Planet Payment made a similar case for international currency support. The company provides in-store and ecommerce payments processing in international currencies so that shoppers can use their local credit cards at a store’s point of sale or see their currency symbol on the website. They receive a guaranteed exchange rate upon checkout, and Planet Payment ensures that it’s lower than other options, as a reason for the customer to buy more goods at the foreign exchange rate.
PacNet Services Ltd., however, impressed me with its comprehensive international payments processing. They did it with the most impressive piece of collateral from an educational point of view: the World Payments Guide 2011, a 720-page reference book and online guide to banking systems and consumer payments in every country in the world, including an explanation of PacNet capabilities.
Echeck Options
The cost of payments filtered into the general media last year with the Durbin Amendment, which directed the Federal Reserve to place limits on the fees banks can charge for debit-card payments. For many years, credit- and debit-card processing fees have been roughly the same for retailers, regardless of who does the processing.
I believe that the increased promotion of echecks, an option that has been around for seven years, is driven in some way by today’s post-Durbin environment, in which transaction processing fees are no longer a standard three-plus percent. Electronic checks, which process as low-cost ACH transactions, provide lower transaction costs and can provide yet another option for consumers.
First Data argues as much in the latest version of an echeck white paper, which the payments processor provided at IRCE, “Electronic Checks: The Low-Risk, Low-Cost Way to Accept Online Payments.”

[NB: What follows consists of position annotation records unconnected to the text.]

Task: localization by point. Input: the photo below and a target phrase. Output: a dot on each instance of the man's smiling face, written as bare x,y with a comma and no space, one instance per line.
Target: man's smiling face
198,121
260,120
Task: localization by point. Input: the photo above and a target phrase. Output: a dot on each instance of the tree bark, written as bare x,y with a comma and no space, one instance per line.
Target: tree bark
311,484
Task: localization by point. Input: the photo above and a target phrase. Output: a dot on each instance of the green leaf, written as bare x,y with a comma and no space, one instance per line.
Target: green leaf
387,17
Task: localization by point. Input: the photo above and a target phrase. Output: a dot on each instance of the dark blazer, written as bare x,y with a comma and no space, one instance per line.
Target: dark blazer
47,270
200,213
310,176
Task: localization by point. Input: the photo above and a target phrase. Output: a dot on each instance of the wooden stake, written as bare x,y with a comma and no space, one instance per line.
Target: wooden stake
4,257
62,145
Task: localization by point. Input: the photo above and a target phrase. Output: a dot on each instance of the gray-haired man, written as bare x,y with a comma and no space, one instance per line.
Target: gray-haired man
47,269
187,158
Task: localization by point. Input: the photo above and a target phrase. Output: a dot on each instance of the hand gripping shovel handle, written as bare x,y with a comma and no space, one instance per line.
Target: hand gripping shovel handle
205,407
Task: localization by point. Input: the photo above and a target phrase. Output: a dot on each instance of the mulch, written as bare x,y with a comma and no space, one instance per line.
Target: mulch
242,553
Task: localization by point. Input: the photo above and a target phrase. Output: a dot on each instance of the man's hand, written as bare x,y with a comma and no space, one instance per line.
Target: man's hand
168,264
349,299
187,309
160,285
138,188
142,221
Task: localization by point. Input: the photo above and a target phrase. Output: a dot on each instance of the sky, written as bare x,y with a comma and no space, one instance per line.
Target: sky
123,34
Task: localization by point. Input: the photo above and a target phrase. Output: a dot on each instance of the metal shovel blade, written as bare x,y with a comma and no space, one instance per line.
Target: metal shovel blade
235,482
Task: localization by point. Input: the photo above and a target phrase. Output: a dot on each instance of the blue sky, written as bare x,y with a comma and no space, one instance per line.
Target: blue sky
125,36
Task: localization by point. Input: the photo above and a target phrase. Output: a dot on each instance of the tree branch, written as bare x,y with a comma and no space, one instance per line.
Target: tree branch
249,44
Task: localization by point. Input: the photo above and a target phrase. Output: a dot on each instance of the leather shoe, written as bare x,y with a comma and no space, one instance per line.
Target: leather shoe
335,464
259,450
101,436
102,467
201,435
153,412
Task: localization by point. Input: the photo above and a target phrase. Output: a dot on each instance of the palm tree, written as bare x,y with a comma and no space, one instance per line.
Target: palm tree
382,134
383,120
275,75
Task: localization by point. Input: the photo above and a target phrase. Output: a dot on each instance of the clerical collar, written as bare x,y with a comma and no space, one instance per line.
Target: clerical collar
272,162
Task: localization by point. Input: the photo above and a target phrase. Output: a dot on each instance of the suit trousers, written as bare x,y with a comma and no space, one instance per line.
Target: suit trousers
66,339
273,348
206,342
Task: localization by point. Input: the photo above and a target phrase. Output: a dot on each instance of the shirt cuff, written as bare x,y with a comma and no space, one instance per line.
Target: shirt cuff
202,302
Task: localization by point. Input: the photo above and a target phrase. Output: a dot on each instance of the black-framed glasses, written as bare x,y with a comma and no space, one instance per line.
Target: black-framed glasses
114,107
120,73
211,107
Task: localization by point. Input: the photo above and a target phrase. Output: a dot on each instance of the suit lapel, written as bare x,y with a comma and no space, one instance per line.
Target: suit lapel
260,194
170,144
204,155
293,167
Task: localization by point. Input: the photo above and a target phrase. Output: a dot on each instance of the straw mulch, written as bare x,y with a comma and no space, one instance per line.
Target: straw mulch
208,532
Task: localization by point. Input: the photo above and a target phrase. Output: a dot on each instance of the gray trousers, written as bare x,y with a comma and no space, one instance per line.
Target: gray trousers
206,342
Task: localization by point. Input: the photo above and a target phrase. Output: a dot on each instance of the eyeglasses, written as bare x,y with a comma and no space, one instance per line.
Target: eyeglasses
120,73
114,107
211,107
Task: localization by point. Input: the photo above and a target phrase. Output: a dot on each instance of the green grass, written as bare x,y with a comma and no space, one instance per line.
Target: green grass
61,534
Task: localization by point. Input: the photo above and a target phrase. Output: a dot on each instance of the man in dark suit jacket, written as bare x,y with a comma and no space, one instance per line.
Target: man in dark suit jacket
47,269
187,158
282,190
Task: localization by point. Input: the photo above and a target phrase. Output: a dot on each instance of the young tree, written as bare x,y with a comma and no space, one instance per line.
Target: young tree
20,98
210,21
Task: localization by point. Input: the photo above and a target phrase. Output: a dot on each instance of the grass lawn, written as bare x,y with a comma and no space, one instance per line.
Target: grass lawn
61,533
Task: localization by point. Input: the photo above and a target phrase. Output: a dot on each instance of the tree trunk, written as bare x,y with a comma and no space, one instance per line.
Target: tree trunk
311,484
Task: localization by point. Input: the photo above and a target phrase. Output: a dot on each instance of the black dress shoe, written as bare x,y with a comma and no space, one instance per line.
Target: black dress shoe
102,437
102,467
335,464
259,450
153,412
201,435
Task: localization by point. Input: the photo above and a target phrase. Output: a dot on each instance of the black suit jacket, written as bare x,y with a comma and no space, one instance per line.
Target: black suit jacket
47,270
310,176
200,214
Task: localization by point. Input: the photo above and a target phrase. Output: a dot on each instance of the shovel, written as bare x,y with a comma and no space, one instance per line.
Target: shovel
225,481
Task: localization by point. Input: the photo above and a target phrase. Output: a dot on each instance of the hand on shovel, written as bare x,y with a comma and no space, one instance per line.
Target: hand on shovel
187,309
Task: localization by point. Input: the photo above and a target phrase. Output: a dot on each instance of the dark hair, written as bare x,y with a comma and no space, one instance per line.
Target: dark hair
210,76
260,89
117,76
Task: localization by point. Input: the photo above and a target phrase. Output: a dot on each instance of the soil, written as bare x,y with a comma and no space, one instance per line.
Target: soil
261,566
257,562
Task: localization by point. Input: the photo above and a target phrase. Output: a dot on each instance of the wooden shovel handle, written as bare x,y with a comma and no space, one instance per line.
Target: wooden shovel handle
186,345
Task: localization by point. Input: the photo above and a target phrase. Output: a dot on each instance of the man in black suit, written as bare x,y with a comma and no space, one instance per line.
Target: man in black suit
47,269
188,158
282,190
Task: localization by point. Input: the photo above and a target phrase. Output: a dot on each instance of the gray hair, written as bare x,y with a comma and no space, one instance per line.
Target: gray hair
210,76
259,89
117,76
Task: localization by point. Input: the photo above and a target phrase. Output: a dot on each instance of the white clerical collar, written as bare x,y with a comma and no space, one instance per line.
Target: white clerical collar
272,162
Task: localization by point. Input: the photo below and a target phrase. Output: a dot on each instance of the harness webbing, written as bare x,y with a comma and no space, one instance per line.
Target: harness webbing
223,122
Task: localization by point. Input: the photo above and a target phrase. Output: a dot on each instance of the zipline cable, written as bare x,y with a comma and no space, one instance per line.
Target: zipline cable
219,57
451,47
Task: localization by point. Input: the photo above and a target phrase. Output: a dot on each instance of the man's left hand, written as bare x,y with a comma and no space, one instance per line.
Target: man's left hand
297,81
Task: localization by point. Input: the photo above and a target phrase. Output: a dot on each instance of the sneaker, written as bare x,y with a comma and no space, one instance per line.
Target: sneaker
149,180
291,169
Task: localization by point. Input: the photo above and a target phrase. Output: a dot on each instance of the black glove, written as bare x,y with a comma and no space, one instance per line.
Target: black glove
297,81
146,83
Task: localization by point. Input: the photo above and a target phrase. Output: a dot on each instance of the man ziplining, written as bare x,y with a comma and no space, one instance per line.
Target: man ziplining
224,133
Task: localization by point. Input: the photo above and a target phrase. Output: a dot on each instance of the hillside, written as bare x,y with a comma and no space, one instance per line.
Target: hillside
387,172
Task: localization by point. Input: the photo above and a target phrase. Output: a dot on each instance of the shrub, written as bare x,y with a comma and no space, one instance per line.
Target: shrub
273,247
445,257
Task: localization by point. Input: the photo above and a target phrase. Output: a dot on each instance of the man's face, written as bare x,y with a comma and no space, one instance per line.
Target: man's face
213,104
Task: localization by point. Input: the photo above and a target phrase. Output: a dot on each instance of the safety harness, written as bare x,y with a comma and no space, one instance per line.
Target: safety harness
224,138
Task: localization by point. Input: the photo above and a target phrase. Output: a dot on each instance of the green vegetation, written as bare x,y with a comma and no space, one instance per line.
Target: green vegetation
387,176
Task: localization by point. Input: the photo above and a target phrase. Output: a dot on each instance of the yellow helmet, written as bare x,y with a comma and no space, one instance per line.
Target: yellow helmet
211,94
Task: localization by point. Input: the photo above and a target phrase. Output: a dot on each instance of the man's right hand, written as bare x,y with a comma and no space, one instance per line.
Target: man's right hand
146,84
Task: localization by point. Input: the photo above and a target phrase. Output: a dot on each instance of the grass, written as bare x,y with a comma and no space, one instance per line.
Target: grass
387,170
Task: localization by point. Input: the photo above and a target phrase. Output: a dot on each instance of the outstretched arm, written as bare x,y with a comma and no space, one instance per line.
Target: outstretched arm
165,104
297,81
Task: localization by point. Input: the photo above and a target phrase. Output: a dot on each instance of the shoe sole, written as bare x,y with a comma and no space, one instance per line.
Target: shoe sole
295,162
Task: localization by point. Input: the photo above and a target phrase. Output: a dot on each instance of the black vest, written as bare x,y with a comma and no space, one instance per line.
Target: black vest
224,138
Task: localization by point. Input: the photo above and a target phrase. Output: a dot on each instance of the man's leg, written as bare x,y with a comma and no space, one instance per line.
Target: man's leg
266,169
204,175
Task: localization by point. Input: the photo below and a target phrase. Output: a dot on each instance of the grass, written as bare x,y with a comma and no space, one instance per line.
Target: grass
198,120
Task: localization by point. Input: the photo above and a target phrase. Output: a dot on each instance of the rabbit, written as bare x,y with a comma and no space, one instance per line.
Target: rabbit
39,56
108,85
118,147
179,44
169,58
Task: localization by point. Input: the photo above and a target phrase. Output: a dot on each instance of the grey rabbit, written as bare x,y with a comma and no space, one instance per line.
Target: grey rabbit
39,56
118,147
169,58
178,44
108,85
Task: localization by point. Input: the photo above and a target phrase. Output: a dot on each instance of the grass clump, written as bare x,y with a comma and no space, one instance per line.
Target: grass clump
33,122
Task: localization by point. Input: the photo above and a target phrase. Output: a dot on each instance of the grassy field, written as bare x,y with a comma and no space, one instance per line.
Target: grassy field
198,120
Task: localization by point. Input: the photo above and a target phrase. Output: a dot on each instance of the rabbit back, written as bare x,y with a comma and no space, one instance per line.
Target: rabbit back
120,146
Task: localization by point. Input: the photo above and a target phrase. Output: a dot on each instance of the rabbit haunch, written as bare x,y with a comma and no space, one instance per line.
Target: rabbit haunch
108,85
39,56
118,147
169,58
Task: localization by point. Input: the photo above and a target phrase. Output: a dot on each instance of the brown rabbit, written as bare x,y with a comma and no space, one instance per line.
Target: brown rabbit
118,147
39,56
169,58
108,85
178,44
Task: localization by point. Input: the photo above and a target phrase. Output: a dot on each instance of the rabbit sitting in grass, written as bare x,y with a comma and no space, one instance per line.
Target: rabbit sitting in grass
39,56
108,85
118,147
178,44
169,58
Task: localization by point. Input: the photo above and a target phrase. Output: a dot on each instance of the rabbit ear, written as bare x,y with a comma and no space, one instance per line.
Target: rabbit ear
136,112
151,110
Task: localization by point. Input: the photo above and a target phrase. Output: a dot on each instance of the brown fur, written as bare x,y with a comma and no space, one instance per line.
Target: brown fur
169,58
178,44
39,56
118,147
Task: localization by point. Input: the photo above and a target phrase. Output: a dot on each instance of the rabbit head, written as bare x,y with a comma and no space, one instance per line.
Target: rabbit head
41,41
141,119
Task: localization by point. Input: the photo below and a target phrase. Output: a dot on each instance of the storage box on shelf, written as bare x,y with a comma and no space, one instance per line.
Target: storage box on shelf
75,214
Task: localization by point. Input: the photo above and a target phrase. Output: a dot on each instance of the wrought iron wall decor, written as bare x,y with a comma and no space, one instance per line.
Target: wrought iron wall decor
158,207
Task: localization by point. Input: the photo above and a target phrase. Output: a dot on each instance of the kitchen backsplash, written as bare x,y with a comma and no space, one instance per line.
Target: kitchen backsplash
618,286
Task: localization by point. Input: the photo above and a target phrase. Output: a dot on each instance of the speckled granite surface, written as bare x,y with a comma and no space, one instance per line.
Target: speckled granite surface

ACHFederal stressed the low cost and customer convenience of echecks. I agreed, as I prefer to pay by electronic check when it’s offered by a merchant, which it generally is not.
Payment fraud also arose as a topic of conversation, especially at the Authorize.Net booth. The company’s parent firm, CyberSource, estimates that merchants lost some $3.4 billion to fraud in 2011.
Finally, my favorite payments vendor of the show was Wipit, a service that allows online merchants to serve people without bank accounts (generally known as the “unbanked”). Unbanked customers use mobile devices that they load up at currency exchanges and mobile phone stores, explained Ian Williams, manager of business development.
Wipit allows them to open an account that they can add cash to in the same way. When they buy on the web, they choose the Wipit icon and pay from their Wipit account. The company has received a lot of attention since its founding in 2010, in part following FDIC concerns for the unbanked.
Whether it’s accepting cash, international payments, or echecks, the vendors face a common challenge: getting their logo for their payments option on a retailer’s website. That, in turn, depends on whether retailers believe that they can use payments channels to open new markets, increase sales to existing customers, or make paying at online checkout so easy that the customer rarely abandons the transaction.